The outcomes of this internal breakdown are far much more than battlefield statistics. In Afghanistan, the governance in the country is characterized by inconsistency, fear and paralysis. The local rulers normally have the mercy of commanders in the provinces. There is unfairness in the way justice is given since it is oscillating between the religious application of the law and power-broking. The economic policy is already crippled by sanctions and isolation, the borders are crossed and the internal competition on the sources of revenues and taxation renders it bad. The Afghans in general are divided by armed groups, corrupt administrations and an ineffective economy which leaves them with little choice but to survive by migration, smuggling and the local militias.
Violence is another ugly thing that the Taliban will have to face in Badakhshan although the remote regions of Afghanistan are mountainous, the peripheral areas of Afghanistan were traditionally autonomous, and they could never be easily governed. Westphalian allegiance in these parts is frail and the commitment is shaped instead by the sense of place instead of on national ideology. The rigid and centralized Taliban structure does not go well in such landscape. Any attempt at rocking a homogeneous power is liable to introduce new surges of dissent that can only be squashed by the movement at an extraordinarily high human and political cost.
These events will have to dispel the remaining illusions across the globe that Afghanistan is already in the age of stability, though authoritarian. Their bets on the regime to keep the internal unrest at a lid are the outside forces that have quietly renewed contact with the Taliban on practical grounds, counterterrorism, border security, trade. But Badakhshan states that already the lid is rattling. The more the violence is diffused internally the more the risk of a regional spill over, either by way of refugee flow, militant networks or ethnic solidarities beyond the countries.
However, perhaps the saddest aspect is how this outcry has already had its cost on the Afghan society itself. The citizens are fed up with the long war that has taken more than 40 years. Families who were previously convinced that the experience of the end of the foreign occupation could finally give them a respite are now witnessing the restructuring of war into other, more local forms. The psychological effect is devastating: front lines have been taken off, no enemies can be seen, the future is uncertain and chaotic.
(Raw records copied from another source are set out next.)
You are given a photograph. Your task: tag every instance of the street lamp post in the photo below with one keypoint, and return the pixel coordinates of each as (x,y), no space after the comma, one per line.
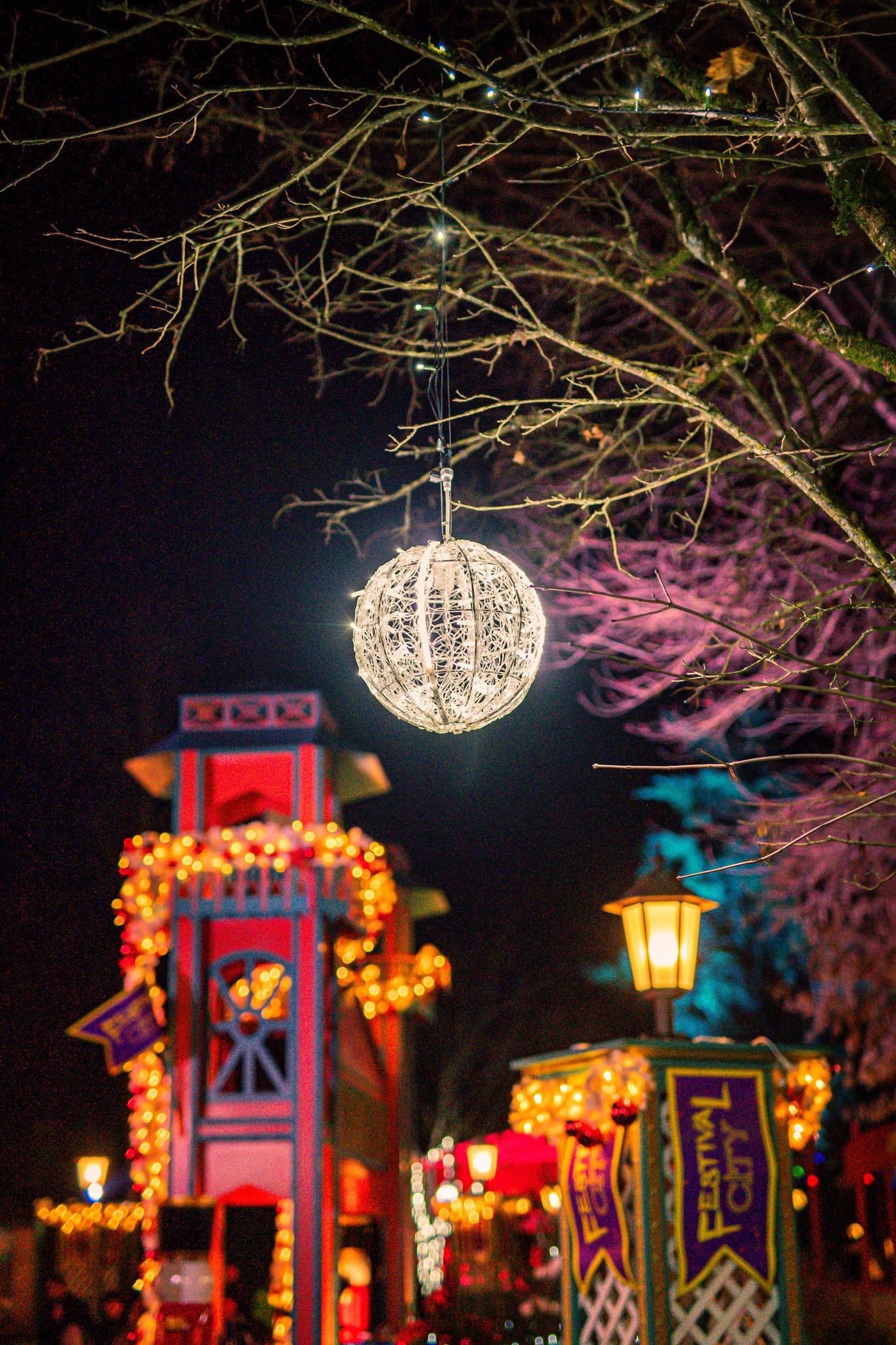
(661,921)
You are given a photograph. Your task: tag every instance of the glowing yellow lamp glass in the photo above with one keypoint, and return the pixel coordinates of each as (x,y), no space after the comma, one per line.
(482,1161)
(637,944)
(688,935)
(661,919)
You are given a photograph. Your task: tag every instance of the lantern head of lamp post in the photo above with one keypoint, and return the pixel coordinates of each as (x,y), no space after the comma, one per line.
(482,1161)
(661,921)
(92,1176)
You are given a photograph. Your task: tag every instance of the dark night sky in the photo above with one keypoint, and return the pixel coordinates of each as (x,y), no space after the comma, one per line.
(142,564)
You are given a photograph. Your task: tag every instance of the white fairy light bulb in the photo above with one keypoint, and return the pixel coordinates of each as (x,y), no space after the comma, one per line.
(449,636)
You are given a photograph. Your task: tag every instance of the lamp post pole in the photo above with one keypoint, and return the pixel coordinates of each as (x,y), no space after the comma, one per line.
(664,1015)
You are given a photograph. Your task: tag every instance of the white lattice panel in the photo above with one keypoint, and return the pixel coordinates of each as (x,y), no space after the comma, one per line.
(729,1306)
(610,1308)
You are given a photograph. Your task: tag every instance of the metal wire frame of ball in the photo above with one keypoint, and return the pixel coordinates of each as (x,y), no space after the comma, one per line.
(458,665)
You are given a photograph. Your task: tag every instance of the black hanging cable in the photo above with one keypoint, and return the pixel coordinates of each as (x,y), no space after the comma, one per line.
(440,387)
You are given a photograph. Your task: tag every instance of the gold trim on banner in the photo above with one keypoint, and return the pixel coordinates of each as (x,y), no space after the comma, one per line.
(758,1075)
(602,1255)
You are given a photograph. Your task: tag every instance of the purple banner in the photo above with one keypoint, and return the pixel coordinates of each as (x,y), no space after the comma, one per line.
(726,1172)
(590,1188)
(125,1025)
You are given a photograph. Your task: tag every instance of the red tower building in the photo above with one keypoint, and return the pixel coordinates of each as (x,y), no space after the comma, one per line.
(289,953)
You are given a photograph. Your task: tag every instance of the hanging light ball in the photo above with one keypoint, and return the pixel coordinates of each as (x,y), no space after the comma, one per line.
(449,636)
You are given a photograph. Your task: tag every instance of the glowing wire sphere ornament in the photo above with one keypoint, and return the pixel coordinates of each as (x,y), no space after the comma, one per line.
(449,636)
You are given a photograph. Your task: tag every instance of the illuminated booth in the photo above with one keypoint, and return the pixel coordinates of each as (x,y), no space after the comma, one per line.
(675,1161)
(267,1122)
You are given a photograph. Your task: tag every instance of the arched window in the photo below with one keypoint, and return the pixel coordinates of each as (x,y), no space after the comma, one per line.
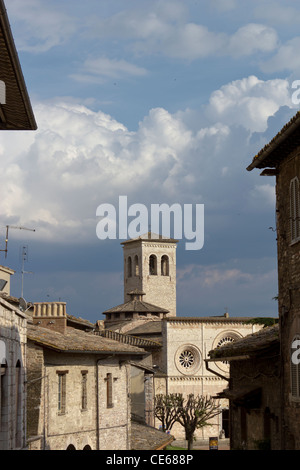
(153,265)
(129,267)
(295,367)
(294,209)
(71,447)
(165,265)
(136,266)
(3,398)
According to the Taliban leadership, such outbreaks like Faizabad are extremely isolated and can be controlled and brought about by foreign sponsored spoilers. This is a politically convenient description, but empty analytically. The resistance movements are not destined to attract the oxygen of foreign schemes in a vacuum, but instead, it is nurtured by failures of the nation, marginalization, repression, economic debacle and ethnic marginalization. As long as such circumstances exist, more armed groups will continue to be formed regardless of the number of leaders being arrested or fighters being killed.
The violence in Badakhshan in this respect is not a mere phenomenon of violence of security, but a symptom of structural rot. Today Afghanistan is likened to a pressure cooker and heat sources are armed resistance, elite fighting, economic meltdown and social despondency. Each reinforces the other. The crackdown leads to resentment, the resentment leads to violence, the violence leads to crackdowns. It is a vicious cycle of self-perpetuating with a lack of any noticeable escape in the current political system.